The newly upgraded distributed antenna system (DAS) at Levi’s Stadium proved itself up to the annual Super Bowl stress test Sunday, with both Verizon and AT&T claiming new stadium records for game-day wireless data use on their networks during Super Bowl 60.
According to Verizon, its customers used 40.32 terabytes of data “in and around the stadium” on game day, well eclipsing the mark of 7 TB of data used by Verizon customers a decade ago at Super Bowl 50. AT&T, meanwhile, reported 24.4 TB of data used by its customers at Levi’s Stadium Sunday, for a two-carrier total of 64.72 TB.
The Levi’s Stadium DAS, first built way back when by DAS Group Professionals (now a part of AFL Wireless Services), carried 15.9 TB of total data during Super Bowl 50 in 2016. During that game AT&T customers used 5.2 TB of data, followed by T-Mobile with 2.1 TB, and Sprint with 1.6 TB.
Even though Super Bowl 60 had a higher reported attendance (70,823 fans) than Super Bowl 59 (65,819), the combined cellular totals were a bit lower for this year’s game when compared to last year’s Super Bowl 59, where AT&T and Verizon combined to see 67 TB of wireless data used.

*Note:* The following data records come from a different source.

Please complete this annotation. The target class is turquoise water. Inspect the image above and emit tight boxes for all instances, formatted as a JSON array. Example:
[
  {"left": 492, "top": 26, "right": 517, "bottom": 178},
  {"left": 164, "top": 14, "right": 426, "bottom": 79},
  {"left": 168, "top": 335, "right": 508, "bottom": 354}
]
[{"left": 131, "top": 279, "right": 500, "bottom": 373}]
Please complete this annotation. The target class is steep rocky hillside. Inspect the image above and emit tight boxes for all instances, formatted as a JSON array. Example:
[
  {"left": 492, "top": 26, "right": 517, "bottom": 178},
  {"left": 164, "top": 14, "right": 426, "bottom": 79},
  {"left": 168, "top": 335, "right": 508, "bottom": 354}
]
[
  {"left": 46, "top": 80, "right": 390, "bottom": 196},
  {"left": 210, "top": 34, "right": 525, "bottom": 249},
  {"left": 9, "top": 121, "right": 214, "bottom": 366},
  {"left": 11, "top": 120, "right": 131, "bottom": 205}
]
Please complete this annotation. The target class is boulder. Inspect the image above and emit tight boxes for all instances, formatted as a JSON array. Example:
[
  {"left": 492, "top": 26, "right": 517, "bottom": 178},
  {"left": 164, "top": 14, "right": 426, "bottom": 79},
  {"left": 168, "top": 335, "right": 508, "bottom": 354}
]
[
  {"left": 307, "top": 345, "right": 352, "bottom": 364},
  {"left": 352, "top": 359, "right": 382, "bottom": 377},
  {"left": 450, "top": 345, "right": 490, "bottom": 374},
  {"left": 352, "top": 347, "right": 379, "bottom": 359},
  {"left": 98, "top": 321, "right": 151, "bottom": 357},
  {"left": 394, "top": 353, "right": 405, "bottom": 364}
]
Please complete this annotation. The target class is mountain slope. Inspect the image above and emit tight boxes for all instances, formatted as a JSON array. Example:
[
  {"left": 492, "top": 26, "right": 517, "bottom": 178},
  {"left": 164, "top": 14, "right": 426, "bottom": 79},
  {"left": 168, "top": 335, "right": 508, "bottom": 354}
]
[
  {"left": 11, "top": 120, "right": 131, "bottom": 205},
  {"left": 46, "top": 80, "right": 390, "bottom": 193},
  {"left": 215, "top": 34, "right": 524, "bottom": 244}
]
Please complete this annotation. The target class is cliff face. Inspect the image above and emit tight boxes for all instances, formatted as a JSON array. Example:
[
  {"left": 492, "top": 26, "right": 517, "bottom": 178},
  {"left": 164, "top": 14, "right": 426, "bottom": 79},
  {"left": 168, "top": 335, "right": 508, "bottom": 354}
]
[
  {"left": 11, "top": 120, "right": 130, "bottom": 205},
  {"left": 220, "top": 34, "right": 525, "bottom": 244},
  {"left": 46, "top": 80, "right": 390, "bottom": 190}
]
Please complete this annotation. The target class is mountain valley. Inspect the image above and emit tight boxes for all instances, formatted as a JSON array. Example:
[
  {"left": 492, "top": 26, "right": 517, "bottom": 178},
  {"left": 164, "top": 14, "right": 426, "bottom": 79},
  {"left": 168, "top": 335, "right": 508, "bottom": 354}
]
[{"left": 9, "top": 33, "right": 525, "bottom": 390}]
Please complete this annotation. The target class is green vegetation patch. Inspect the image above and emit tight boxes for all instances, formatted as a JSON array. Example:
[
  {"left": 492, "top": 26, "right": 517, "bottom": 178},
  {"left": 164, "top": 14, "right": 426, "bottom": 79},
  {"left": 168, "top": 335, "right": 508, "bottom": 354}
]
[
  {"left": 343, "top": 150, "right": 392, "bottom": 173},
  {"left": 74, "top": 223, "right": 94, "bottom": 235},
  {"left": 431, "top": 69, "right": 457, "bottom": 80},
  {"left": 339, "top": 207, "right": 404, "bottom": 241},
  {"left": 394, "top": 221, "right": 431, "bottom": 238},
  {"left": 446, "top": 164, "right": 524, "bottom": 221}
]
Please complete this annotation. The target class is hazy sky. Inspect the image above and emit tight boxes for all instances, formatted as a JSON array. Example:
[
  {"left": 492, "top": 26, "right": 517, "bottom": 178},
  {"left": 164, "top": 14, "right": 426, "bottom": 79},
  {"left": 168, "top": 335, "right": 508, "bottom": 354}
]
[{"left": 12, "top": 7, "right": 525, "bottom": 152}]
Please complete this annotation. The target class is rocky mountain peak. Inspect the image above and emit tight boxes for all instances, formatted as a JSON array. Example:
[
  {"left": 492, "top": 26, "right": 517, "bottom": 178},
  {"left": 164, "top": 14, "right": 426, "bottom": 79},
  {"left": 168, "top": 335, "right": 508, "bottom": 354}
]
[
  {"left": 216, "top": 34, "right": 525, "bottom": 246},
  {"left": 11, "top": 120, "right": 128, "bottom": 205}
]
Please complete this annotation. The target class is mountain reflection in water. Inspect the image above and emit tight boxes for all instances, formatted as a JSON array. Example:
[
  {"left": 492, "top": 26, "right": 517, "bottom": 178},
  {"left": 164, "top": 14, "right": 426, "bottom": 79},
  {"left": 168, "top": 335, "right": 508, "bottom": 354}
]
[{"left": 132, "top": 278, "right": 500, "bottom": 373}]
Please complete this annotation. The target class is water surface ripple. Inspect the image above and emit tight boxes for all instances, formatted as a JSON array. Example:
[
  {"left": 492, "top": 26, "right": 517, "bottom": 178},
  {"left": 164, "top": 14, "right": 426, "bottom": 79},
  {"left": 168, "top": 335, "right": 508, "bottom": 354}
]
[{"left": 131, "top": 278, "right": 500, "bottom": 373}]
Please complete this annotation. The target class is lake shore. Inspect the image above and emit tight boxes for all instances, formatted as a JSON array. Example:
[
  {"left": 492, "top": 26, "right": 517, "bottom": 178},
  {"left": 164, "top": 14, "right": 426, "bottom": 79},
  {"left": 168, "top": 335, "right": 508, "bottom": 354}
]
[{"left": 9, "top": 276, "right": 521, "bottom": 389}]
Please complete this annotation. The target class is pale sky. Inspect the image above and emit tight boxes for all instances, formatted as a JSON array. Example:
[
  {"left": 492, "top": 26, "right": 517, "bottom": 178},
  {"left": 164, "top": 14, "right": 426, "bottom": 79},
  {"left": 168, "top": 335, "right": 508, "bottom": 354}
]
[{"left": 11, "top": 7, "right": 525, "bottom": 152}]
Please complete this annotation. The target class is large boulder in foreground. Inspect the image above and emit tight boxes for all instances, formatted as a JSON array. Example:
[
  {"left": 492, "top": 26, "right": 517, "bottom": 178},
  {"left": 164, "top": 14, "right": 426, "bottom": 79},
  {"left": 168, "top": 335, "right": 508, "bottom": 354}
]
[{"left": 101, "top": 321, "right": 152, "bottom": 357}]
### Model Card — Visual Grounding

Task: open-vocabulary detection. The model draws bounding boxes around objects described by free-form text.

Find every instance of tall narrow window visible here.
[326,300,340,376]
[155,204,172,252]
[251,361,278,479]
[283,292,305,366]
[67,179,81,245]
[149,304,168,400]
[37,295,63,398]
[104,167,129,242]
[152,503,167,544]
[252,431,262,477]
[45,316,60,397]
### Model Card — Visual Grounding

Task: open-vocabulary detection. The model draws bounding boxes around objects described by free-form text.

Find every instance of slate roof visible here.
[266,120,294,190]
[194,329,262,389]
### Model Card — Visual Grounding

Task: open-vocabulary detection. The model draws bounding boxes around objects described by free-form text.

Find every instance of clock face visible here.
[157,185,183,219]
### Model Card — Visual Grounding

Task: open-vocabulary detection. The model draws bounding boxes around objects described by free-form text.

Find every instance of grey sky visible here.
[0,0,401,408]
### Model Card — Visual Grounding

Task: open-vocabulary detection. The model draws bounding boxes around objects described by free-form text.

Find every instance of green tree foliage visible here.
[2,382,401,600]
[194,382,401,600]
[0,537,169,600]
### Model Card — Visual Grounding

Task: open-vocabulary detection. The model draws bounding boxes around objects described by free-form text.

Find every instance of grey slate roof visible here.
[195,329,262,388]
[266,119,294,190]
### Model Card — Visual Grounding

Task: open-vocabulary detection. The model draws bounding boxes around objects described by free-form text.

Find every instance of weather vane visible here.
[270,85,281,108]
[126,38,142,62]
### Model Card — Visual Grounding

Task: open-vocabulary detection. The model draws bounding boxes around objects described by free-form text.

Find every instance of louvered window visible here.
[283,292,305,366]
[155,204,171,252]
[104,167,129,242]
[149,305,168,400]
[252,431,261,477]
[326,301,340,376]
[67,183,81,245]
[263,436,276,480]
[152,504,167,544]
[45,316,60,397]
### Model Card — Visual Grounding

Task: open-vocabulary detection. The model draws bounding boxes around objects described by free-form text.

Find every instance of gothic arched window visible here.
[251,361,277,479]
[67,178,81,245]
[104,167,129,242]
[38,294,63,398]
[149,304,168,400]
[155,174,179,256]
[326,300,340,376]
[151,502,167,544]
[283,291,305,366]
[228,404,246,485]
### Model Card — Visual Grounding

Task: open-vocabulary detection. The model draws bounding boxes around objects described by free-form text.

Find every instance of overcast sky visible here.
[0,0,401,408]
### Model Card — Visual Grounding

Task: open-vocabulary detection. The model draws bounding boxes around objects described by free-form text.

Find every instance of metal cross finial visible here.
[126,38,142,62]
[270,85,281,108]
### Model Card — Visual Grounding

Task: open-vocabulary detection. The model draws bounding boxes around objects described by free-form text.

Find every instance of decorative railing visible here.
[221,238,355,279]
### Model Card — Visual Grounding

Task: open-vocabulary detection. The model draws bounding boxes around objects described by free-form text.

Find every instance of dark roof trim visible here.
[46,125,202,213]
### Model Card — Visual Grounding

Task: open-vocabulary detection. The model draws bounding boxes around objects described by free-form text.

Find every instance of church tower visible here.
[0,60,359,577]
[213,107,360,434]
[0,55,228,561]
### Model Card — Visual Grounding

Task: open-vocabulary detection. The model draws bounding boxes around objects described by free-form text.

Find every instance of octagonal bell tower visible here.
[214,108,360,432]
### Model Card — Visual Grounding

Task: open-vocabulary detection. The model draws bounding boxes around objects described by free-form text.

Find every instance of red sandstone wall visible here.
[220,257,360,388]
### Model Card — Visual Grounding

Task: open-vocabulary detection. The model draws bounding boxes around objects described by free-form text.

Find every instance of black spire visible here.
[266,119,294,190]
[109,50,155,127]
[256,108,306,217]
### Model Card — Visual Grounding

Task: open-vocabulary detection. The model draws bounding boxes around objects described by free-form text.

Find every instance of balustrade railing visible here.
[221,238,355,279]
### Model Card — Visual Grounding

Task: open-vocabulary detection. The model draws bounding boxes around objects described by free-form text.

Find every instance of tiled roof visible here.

According to Verizon, it had approximately 42,210 of its customers on the Levi’s Stadium networks Sunday, which works out to about 955 megabytes of data used per connected Verizon customer, just below the 1.09 GB per customer data mark we saw from Verizon last year. AT&T did not provide a number of connected customers, so we can’t calculate their per-user data.
If and when we hear from T-Mobile (we have a request out) we will revise this post to add their Super Bowl data totals in.